Forget and Not Slow Down was met with critical acclaim from music critics. Blake Solomon of AbsolutePunk called it a step up from their 2007 release Five Score and Seven Years Ago and stated, "Matt Thiessen has bounced back with the best choruses and most emotionally charged songs of his career. But what becomes most apparent during Forget and Not Slow Down is its cohesiveness, that indefinable feeling when everything is exactly where it should be. A first for the band, intros like 'Oasis' and outros like 'Flare' create brief moments of reflection before their counterparts continue the noble task of blowing us away." James Christopher Monger of AllMusic remarked, "Thiessen's penchant for machine-gun-fired torrents of both secular and non-secular self-discovery on top of impossibly catchy melodies makes for a remarkably upbeat listen, and the band's efficient, late-'90s alternative rock delivery feels far less stale than bands with a similar feel." Adam Dawson of Jesus Freak Hideout described the album as their "most mature" work to date, remarking they "have proven over the years that while they may have started off as a punk band, they are quite capable of maturing and diversifying. Forget And Not Slow Down is probably the best example of this. From start to finish, there are barely any flaws." Cor Jan Kat of Melodic wrote, "In past years Relient K was more of a punk pop band and were most of the songs full speed ahead and full of fun.
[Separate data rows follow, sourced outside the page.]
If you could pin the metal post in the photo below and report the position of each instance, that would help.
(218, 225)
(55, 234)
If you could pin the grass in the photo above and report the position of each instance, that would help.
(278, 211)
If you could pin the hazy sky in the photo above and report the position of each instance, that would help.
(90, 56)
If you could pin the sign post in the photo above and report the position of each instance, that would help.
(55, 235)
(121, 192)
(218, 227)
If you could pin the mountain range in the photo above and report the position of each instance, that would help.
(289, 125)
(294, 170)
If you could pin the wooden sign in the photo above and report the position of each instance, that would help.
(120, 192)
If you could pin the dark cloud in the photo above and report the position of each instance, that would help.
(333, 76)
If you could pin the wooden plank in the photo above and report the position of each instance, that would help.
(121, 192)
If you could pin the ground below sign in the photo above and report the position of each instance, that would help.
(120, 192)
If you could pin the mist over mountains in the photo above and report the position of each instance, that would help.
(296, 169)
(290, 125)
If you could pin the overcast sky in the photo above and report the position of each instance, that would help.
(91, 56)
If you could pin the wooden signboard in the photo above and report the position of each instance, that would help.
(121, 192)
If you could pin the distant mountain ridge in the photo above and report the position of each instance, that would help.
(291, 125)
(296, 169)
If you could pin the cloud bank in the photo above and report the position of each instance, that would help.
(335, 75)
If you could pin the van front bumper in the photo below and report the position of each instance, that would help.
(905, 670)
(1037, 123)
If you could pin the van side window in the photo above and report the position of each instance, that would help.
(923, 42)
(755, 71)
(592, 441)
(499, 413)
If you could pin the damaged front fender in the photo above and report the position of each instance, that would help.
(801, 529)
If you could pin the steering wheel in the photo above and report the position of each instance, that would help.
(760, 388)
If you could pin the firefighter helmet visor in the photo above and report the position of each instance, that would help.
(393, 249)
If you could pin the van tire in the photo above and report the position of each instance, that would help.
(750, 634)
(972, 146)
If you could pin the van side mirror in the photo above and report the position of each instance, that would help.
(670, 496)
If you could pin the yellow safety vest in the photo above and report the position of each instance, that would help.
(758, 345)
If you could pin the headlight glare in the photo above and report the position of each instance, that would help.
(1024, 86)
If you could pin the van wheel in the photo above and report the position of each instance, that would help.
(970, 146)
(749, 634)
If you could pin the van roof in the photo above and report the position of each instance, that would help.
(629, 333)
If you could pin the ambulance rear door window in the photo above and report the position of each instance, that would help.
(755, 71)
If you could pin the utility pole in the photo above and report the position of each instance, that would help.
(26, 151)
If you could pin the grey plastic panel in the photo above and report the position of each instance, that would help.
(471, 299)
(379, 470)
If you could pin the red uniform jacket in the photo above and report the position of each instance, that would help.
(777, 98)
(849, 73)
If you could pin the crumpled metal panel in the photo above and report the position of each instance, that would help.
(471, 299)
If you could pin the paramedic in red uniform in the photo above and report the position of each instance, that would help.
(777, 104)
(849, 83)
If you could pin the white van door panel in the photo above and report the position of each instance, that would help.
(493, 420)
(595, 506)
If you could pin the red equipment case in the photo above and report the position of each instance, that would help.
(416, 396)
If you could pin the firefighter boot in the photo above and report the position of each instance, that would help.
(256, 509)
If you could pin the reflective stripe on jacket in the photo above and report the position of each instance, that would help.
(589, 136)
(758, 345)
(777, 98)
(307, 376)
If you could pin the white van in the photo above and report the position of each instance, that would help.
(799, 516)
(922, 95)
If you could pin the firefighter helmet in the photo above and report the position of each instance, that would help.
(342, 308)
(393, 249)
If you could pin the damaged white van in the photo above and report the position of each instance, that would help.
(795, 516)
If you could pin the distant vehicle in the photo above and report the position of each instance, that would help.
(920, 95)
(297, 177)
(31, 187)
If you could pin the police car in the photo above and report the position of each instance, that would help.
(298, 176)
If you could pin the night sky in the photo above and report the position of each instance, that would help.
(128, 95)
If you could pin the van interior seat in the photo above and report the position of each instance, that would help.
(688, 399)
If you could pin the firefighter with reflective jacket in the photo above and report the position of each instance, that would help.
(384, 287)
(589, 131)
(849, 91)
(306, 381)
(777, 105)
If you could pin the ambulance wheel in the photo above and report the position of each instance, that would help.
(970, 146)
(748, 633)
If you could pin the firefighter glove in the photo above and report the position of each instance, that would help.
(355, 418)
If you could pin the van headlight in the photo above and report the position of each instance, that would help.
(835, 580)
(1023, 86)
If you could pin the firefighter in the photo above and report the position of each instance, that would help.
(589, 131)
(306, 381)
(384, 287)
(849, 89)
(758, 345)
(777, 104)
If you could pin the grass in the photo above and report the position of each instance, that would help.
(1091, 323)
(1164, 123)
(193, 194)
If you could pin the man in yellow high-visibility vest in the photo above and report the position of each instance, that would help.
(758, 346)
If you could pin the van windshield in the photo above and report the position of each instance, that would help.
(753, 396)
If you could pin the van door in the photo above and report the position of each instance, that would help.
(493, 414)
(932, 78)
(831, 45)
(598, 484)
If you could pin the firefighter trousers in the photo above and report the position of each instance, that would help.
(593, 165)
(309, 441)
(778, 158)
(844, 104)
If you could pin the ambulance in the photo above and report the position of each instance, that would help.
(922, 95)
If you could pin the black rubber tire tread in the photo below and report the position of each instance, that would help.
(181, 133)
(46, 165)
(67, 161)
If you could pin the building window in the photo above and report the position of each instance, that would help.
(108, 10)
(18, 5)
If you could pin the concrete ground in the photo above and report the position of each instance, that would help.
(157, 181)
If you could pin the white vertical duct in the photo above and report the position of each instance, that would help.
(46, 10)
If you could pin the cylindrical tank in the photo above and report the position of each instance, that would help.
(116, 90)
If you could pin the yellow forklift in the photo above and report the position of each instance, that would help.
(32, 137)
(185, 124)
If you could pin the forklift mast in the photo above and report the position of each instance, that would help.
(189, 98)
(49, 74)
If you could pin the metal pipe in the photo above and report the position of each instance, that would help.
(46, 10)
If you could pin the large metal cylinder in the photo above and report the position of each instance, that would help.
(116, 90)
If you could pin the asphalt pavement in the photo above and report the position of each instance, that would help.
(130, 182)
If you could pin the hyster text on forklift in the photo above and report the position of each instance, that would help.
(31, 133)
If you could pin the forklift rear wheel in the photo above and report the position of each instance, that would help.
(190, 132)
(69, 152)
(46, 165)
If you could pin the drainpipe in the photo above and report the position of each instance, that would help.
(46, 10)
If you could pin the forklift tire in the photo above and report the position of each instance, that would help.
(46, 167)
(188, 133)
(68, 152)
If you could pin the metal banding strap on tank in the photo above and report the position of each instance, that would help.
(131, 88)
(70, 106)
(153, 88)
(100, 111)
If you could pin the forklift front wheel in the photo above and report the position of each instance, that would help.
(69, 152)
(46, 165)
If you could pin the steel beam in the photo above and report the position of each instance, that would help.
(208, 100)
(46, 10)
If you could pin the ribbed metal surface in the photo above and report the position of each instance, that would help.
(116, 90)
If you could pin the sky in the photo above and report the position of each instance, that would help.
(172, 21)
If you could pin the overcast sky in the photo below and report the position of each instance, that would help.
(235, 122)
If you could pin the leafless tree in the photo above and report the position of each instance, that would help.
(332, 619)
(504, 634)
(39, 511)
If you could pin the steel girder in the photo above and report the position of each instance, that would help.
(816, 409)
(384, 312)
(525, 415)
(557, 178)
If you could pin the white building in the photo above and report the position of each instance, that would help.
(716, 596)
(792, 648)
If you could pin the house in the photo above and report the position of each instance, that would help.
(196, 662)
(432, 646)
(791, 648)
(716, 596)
Though these elements are still there the band has added a more mature sound and a change of style. We find a more rock based style with elements of folk rock that results in the best album of the band so far. The production was again in the capable hand of Mark Townsend. Thiessen penned again some insightful lyrics and his voice is better than ever." Brendan Manley of Alternative Press said "Musically, Forget keeps pace with Thiessen's inspired words. The performances are spot-on throughout, but what really impresses is the quality of the recording – a true headphone experience, Forget sounds flawless, thanks in part to the talents of producer Mark Townsend and engineer/mix-master Andy Wallace, as well as the band's obvious maturity as arrangers and players. The tones of the instruments, and they way they complement Thiessen's Ben Gibbard-esque vocals, are testament to Relient's considerable skill, six full-lengths later."

Professional ratings
Review scores
| Source | Rating |
| AbsolutePunk | 90% |
| AllMusic | Star |
| BLARE Magazine | Star Half star |
| Jesus Freak Hideout | Star Half star |
| Melodic | Star |
| The Tune | Star Half star |

==Commercial performance==
The album debuted at No. 15 on the Billboard 200, selling 33,000 copies in its first week. The album also reached No. 1 on the Top Christian Albums chart, No. 4 on the Top Alternative Albums chart and No. 5 on the Top Rock Albums chart.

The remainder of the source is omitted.